Our content writers keep seeing an old version of the CMS, despite several new builds being uploaded with significant changes to config.yml.
The only way to get the new config to appear is to CTRL+SHIFT refresh (logging in again after that still shows the old version) or log in using an incognito window. This is less than ideal.
I’ve tried adding no-cache html headers to the admin html page but the problem still persists.
Is there a way to force Netlify to send no-cache headers whenever somebody accesses /admin/index.html ?
If it makes any difference, our site is a static export from Svelte + Sapper.
I can’t post a link to our staging site publicly, unfortunately.
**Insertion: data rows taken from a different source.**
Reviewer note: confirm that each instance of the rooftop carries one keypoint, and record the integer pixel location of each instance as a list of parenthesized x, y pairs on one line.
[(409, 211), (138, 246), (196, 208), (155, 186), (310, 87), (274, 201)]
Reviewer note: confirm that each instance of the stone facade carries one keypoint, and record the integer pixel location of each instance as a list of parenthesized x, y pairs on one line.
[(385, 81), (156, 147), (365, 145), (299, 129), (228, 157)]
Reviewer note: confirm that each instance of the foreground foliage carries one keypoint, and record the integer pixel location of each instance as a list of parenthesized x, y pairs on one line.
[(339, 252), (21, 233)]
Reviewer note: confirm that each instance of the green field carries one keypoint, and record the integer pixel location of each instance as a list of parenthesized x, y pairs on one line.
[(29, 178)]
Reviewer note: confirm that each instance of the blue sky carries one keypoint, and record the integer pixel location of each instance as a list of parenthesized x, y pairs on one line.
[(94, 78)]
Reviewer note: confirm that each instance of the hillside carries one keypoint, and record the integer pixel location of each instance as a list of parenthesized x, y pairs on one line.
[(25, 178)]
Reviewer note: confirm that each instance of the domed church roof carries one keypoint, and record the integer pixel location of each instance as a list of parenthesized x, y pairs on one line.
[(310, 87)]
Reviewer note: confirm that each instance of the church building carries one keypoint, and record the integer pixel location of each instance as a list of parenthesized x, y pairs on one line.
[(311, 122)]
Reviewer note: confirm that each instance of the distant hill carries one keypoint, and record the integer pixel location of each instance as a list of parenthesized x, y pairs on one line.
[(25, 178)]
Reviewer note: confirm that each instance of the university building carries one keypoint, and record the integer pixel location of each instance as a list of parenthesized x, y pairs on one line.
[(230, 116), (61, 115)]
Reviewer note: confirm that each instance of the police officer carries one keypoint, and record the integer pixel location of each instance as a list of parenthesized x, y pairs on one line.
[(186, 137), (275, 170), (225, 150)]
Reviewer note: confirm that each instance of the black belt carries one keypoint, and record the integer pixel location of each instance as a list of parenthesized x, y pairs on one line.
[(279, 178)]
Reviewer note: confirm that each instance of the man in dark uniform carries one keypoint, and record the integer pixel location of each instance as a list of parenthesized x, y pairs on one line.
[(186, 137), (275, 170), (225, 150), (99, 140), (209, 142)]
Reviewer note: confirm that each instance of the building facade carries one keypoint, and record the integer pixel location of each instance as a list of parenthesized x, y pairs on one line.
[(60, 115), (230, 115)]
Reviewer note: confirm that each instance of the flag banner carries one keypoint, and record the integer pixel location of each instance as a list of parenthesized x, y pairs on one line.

We’re using the setup exactly as described here, via a static export from Svelte/Sapper:
At what point is config.yml loaded/parsed by netlify-cms.js?
Could a good old fashioned cache-buster query be added to prevent a cached versions of the config being loaded?
Returning to the site today, it’s still showing a >2 week old version of the config unless you hard refresh or use an incognito window. I’ve seen a few other threads about this issue.
You could add that, but it would probably be better to fix the underlying cause. But I understand you can’t share your site and thus, we cannot check for the issue.
However, the CMS might not change the suggestion you describe anytime soon, but I believe you can use a custom path for the config.yml file. In that case, you could generate a random file name for each deploy and link the CMS to that.
Thanks for your reply @hrishikesh your suggestion worked… eventually.
First I tried the custom config path, but with a random query string added to the config.yml url — in this case, Netlify flat out refused to return the file with any sort of query on it. So we’ve resorted to renaming the config file and updating its name in our admin/index.html for every update. Yes, we could write an npm script to automate this on every build, but this is gaffer tape development territory, not ideal.
Is there really no way to control how Netlify handles caching? I can’t see any options for it anywhere, am I being dumb?
Netlify’s caching is working fine for a lot of deployed sites right now (and probably also causing issues for a few), but if you give this a read: Better Living Through Caching, you can understand how caching works here.
I’m not seeing a problem that you describe in the mentioned approach, so I believe there’s something else that’s happening.
Also, I don’t see how adding query parameters would stop the file from loading, so this is all getting into a big mystery for me.